Key Insight: M2.7 isn’t just a model with good benchmark scores — it’s a proof-of-concept for a new training paradigm where the AI actively reduces its own failure rate across consecutive iterations.
The OpenClaw Framework: How M2.7 Improves Itself
OpenClaw is the agent harness MiniMax built to enable M2.7’s self-optimization cycle. The loop it runs is neither magic nor vague — it’s a structured, repeatable six-step process:

- Analyze failure trajectories — the model reviews where prior iterations went wrong, examining logs and output patterns to identify systematic error modes.
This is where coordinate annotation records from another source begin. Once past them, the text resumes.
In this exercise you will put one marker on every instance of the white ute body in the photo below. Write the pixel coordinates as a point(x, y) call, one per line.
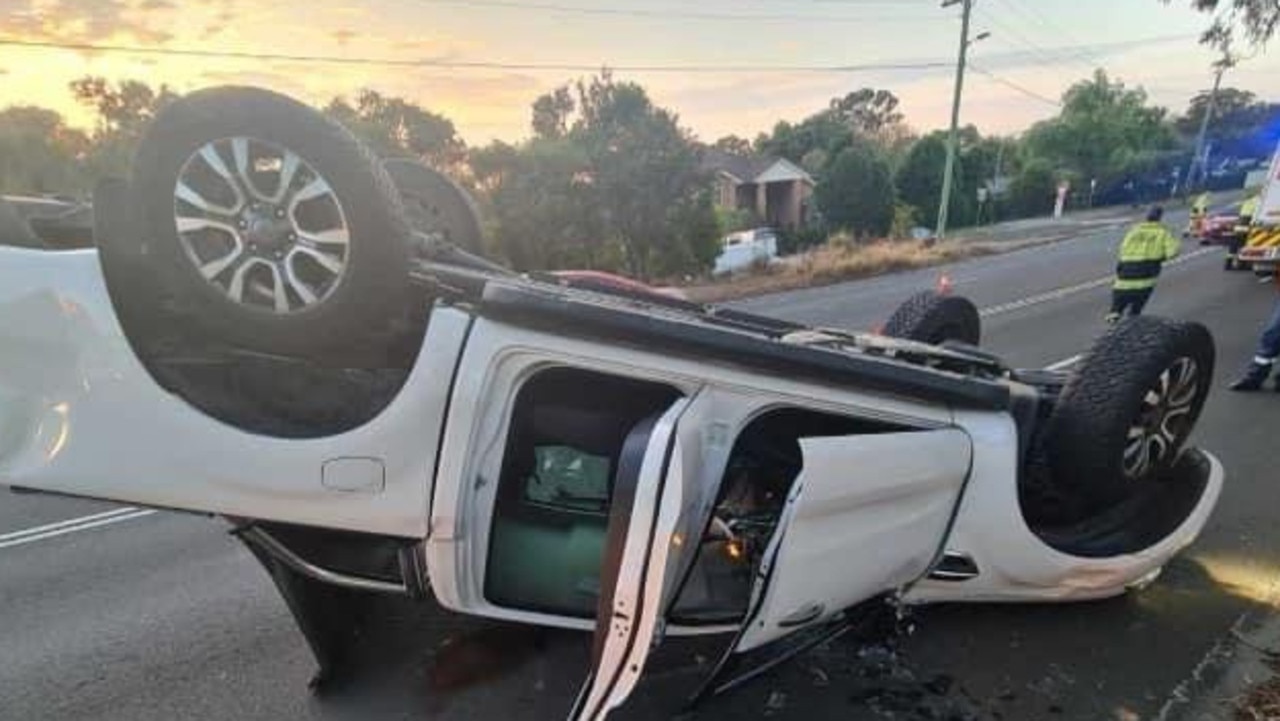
point(871, 514)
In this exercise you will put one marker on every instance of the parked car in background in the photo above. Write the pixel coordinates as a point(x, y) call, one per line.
point(745, 249)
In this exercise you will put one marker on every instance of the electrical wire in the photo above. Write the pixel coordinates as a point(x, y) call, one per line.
point(680, 14)
point(1087, 58)
point(1011, 85)
point(464, 64)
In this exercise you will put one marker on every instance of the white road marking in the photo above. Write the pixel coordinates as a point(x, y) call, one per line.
point(72, 525)
point(1072, 290)
point(1064, 363)
point(67, 523)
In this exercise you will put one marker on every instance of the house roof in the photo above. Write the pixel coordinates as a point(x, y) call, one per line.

- Plan scaffold code changes — based on failure analysis, it drafts modifications to its own operational guidelines and agent loop structure.
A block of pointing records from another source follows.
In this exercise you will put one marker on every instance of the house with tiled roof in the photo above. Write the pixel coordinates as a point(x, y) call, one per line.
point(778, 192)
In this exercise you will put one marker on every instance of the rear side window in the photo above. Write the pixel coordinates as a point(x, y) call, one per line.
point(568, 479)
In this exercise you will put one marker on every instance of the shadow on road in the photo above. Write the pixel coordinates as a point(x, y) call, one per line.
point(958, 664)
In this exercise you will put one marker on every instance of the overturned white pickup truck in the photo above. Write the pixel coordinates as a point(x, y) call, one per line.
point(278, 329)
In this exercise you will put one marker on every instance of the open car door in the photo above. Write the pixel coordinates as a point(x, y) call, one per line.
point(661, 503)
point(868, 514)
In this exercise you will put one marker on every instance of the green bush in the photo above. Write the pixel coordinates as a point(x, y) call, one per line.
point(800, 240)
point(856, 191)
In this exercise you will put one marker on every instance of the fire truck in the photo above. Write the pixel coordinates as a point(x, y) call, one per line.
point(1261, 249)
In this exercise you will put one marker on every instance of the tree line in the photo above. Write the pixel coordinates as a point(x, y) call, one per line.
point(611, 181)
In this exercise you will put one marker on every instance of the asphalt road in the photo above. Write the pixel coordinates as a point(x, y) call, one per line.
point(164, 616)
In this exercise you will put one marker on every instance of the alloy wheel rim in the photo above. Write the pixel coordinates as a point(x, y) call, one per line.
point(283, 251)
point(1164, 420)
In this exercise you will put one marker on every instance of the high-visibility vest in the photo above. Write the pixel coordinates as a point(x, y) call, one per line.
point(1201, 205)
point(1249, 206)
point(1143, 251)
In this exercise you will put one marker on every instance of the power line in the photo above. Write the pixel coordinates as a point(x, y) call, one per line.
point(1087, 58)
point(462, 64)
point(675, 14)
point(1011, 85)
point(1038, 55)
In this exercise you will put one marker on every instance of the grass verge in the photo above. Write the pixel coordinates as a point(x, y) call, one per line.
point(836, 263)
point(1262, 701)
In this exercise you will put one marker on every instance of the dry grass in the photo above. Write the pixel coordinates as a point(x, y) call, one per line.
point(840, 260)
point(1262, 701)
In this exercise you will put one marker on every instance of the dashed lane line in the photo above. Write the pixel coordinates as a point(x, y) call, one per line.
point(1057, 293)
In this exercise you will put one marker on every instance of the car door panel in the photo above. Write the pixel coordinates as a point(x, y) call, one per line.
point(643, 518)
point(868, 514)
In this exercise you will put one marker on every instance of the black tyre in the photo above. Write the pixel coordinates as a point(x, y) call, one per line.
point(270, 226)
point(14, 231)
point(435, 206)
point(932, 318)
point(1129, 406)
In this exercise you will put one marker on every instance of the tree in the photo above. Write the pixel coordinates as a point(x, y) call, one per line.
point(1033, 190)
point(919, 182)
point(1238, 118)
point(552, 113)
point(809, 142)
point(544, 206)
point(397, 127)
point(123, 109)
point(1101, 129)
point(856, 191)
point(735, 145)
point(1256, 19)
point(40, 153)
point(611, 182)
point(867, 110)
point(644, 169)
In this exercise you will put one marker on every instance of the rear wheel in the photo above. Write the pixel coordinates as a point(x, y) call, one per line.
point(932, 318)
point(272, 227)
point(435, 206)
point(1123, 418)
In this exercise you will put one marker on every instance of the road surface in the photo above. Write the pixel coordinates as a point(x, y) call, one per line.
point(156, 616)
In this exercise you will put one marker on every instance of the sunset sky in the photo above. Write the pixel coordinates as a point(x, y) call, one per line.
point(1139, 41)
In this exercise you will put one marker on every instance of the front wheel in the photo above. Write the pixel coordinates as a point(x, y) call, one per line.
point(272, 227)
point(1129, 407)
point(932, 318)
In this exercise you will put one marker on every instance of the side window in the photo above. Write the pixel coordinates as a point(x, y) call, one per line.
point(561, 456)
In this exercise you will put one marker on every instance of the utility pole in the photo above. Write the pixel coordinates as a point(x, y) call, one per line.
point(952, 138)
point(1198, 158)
- Modify the agent loop — changes are applied to the scaffold governing how the model approaches tasks.
- Run evaluations — the modified configuration is tested against a benchmark set to measure performance change.
- Compare results — outcomes are measured against the prior iteration’s scores.
- Keep or revert — improvements are retained; regressions are discarded.
M2.7 ran this cycle more than 100 consecutive times. Among the optimizations it discovered autonomously: fine-tuning sampling parameters (temperature, frequency penalty, presence penalty) for different task types; creating a guideline to scan adjacent files for the same bug pattern after identifying one instance; and adding loop detection to prevent infinite agent cycles. These aren’t configurations a human engineer specified — the model identified them as effective through empirical iteration.
This is meaningfully different from standard reinforcement learning from human feedback. RLHF requires human raters at each improvement step. OpenClaw eliminates that bottleneck entirely. OpenRoom, MiniMax’s open-source companion project, extends this interactive paradigm to user-facing applications — but the core self-improvement logic lives in M2.7’s training infrastructure.
Minimax M2.7 vs GPT-4 and Claude: Benchmark Breakdown

The straight-line conclusion from headline benchmarks is that M2.7 competes at the frontier. The more useful conclusion — the one most reviews omit — is which tasks it dominates, which it merely matches, and where it quietly regressed from its predecessor.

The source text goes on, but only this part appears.